Data Management Plan

Read our plan to manage the data collected and produced by the Software Sustainability Institute. 

Data falling from top to bottom of screen

Data Collection

What data will you collect or create?

We will be collecting:

  • data required to operate the institute (e.g. registration information for events, personal information relating to applications to Fellowships and Open Calls) data required to evaluate the performance of the Institute (e.g. equal opportunities related data, feedback on events and interactions)
  • data required to conduct research (.e.g types of software used, grants data) We will be creating:
  • aggregated data sets summarising data collected above software and tools relating to improvement of software

How will the data be collected or created?

We will be collecting data using:

  • Forms and surveys
  • Text and Data mining of existing data sources Analysis of existing data sources
  • Software development
  • Documentation and Metadata

What documentation and metadata will accompany the data?

All data will be published in Zenodo and institutional repositories, with information on its purpose and how it was generated.

Additionally an accompanying paper, technical report or blog post will be created to give an example of the use of the data.

Ethics and Legal Compliance

How will you manage any ethical issues?

The project will include data collected by survey from persons representative of the research community and research software community. This is required to provide evidence for the impact of research software in the difference research communities, such that policy and guidance decisions can be implemented.

We do not plan to have equal numbers of male and female participants as this would be un-representative of the current demographics of certain communities we will survey. However we will be considering gender and diversity issues as part of these studies.

Personal information will be collected in the form of names, email addresses, and information about the participants job role and organisation the participant works for. This data will be anonymised and unlinked before analysis. Research participants will not be identifiable, though we are aware that this may require some data to binned in the event that a participant is the only person in that role at that organisation. In this case, their data will only be used as part of aggregated, depersonalised data sets.

These studies will be passed by the ethics committees of the participating project partner organisations. Similar studies by members of the project consortium have previously been approved by the ethics committees.

How will you manage copyright and Intellectual Property Rights (IPR) issues?

All data and software created by the Institute will be released under open licenses to encourage reuse by the community. The default license will be Creative Commons Attribution (CC BY) for data and BSD 3-Clause license for software.

The exception will be where work involves background IP with additional restrictions (for instance, if we undertake consultancy for a group). In this case, work done by us will typically be released under terms agreed with the other organisations.

Storage and Backup

How will the data be stored and backed up during the research?

Non-sensitive data is primarily stored in Google Drive and Github, and backed up on local disks and to Edinburgh's DataStore facility.

Sensitive data is analysed on encrypted, password-secured laptops and desktops, and backed up to institutional repositories at Edinburgh, Manchester and Southampton (depending on where the analysis is taking place).

How will you manage access and security?

All data is stored or processed on machines which are password protected, restricting access to authorised users only, and with encrypted storage in case of theft.

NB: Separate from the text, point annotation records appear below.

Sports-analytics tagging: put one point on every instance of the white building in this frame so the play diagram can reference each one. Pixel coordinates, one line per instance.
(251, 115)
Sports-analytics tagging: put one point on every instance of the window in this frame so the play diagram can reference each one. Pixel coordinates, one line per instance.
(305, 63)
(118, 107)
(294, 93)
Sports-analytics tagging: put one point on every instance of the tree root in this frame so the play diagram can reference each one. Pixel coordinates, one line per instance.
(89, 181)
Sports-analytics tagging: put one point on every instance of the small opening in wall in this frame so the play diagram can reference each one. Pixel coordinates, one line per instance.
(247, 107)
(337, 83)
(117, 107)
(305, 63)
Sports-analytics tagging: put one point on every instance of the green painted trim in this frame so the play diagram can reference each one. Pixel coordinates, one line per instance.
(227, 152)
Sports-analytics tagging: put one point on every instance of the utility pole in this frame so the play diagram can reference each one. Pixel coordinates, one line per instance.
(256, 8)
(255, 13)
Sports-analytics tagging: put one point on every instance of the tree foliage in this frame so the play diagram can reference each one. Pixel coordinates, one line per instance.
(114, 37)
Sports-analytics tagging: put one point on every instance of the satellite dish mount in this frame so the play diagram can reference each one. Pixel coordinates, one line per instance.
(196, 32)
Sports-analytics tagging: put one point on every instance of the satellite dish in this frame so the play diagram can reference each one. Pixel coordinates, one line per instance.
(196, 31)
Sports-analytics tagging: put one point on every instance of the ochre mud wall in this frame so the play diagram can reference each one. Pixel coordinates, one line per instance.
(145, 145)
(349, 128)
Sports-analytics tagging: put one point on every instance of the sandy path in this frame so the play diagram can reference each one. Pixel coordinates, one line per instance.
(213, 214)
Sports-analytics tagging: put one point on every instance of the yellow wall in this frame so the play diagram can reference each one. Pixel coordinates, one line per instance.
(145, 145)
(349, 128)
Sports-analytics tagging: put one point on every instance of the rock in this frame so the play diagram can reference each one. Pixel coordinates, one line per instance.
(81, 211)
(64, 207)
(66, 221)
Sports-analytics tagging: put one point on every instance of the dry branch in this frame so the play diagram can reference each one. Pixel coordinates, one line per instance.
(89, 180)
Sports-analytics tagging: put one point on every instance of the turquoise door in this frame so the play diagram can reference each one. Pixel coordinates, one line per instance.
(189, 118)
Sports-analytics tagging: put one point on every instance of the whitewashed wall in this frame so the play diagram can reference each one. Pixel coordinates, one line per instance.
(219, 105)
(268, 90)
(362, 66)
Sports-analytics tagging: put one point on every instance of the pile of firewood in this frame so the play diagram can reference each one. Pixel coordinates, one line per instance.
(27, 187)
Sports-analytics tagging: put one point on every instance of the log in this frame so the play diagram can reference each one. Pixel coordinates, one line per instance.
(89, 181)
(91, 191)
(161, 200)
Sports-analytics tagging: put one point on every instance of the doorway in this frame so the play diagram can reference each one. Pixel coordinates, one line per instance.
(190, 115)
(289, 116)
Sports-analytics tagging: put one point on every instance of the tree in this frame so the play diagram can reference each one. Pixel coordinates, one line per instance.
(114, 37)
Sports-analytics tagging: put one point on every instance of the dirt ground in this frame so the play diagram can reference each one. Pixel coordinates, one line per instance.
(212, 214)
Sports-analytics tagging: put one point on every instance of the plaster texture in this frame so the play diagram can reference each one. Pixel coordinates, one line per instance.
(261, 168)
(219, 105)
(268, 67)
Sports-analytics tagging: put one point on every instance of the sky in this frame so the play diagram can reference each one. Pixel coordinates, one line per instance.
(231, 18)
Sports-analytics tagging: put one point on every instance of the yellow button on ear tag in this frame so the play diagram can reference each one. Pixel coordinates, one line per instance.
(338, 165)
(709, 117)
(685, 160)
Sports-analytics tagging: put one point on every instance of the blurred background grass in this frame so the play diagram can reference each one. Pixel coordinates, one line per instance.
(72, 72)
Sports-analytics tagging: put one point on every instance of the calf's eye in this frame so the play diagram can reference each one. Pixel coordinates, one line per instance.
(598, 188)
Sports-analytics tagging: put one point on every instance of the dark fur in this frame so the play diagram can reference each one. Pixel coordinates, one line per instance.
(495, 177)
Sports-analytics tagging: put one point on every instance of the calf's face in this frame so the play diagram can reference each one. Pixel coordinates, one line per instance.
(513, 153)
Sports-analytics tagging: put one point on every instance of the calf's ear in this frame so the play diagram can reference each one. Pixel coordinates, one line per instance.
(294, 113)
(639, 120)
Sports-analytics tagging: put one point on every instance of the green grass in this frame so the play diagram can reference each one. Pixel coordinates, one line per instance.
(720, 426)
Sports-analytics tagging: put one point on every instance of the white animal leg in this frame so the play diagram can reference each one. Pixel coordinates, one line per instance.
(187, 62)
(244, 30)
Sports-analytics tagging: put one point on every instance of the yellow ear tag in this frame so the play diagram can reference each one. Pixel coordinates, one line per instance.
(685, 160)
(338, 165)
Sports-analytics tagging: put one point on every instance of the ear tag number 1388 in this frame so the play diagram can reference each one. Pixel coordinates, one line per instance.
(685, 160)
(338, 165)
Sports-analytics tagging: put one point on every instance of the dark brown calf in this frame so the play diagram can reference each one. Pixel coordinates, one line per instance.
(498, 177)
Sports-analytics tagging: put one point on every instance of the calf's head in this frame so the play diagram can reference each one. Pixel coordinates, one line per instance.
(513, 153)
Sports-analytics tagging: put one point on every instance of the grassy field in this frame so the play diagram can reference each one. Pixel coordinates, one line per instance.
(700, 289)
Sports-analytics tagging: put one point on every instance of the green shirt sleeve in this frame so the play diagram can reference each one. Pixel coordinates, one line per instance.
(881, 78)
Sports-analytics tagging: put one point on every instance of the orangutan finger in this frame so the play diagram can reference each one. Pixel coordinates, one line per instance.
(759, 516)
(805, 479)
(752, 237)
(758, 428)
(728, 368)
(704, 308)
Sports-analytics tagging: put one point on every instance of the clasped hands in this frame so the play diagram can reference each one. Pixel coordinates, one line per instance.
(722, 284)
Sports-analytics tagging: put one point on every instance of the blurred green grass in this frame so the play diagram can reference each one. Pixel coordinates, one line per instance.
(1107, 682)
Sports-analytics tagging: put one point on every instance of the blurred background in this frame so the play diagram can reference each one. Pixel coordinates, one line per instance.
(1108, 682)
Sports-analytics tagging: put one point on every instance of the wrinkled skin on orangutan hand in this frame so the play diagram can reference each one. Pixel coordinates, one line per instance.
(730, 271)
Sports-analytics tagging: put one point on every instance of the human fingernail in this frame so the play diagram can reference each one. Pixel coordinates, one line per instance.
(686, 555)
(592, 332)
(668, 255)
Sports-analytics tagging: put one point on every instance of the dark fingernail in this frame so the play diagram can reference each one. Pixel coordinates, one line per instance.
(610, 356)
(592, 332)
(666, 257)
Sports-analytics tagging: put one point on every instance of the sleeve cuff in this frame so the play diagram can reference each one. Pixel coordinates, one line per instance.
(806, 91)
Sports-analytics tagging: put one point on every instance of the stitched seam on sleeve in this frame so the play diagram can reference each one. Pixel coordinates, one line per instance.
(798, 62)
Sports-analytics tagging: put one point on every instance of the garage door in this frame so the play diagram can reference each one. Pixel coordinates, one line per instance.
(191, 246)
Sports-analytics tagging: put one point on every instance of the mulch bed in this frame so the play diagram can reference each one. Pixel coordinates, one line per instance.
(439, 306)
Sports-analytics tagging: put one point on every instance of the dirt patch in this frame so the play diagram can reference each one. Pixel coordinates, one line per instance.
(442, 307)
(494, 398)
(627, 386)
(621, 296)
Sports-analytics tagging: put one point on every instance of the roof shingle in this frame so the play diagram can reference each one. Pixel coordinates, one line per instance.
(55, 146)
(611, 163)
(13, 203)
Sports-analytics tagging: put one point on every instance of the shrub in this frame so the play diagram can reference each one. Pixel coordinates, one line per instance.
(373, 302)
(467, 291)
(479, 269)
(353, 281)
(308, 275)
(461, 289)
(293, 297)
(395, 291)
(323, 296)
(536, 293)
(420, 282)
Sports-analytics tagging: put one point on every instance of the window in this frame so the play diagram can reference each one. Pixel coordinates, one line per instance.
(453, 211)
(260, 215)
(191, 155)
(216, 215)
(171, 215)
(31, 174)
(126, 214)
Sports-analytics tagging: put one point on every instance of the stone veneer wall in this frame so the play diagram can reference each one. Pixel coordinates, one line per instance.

Selection and Preservation

Which data are of long-term value and should be retained, shared, and/or preserved?

Data and software related to published papers will be preserved.

Additionally, data expected to have high reuse value (such as data collected in surveys of the community) will be shared and preserved.

What is the long-term preservation plan for the dataset?

Data selected for preservation will be deposited in Zenodo, as well as in institutional repositories.

Data Sharing

How will you share the data?

Data selected for sharing will be deposited in Zenodo, as well as in institutional repositories. The DOI issued will be published in related papers and articles.

Are any restrictions on data sharing required?

In general, there are no restrictions on data sharing, and sharing will be done under open licenses (CC BY for data and BSD 3-clause for software).

The exceptions are:

personal information about human subjects (e.g. through surveys): we will only share aggregated, anonymised and unlinked data
data owned by others (e.g. data from commercial organisations we have an agreement to analyse): where possible, we will publish synthetic / example data alongside the code and scripts used to analyse the data.

Responsibilities and Resources
Who will be responsible for data management?

The PI, Neil Chue Hong, is primarily responsible for data management and can be contacted by email.

What resources will you require to deliver your plan?

We will use existing institutional resources for data storage and preservation, as well as third-party infrastructure for storage, sharing and preservation of non-sensitive data such as Zenodo, GitHub and FigShare.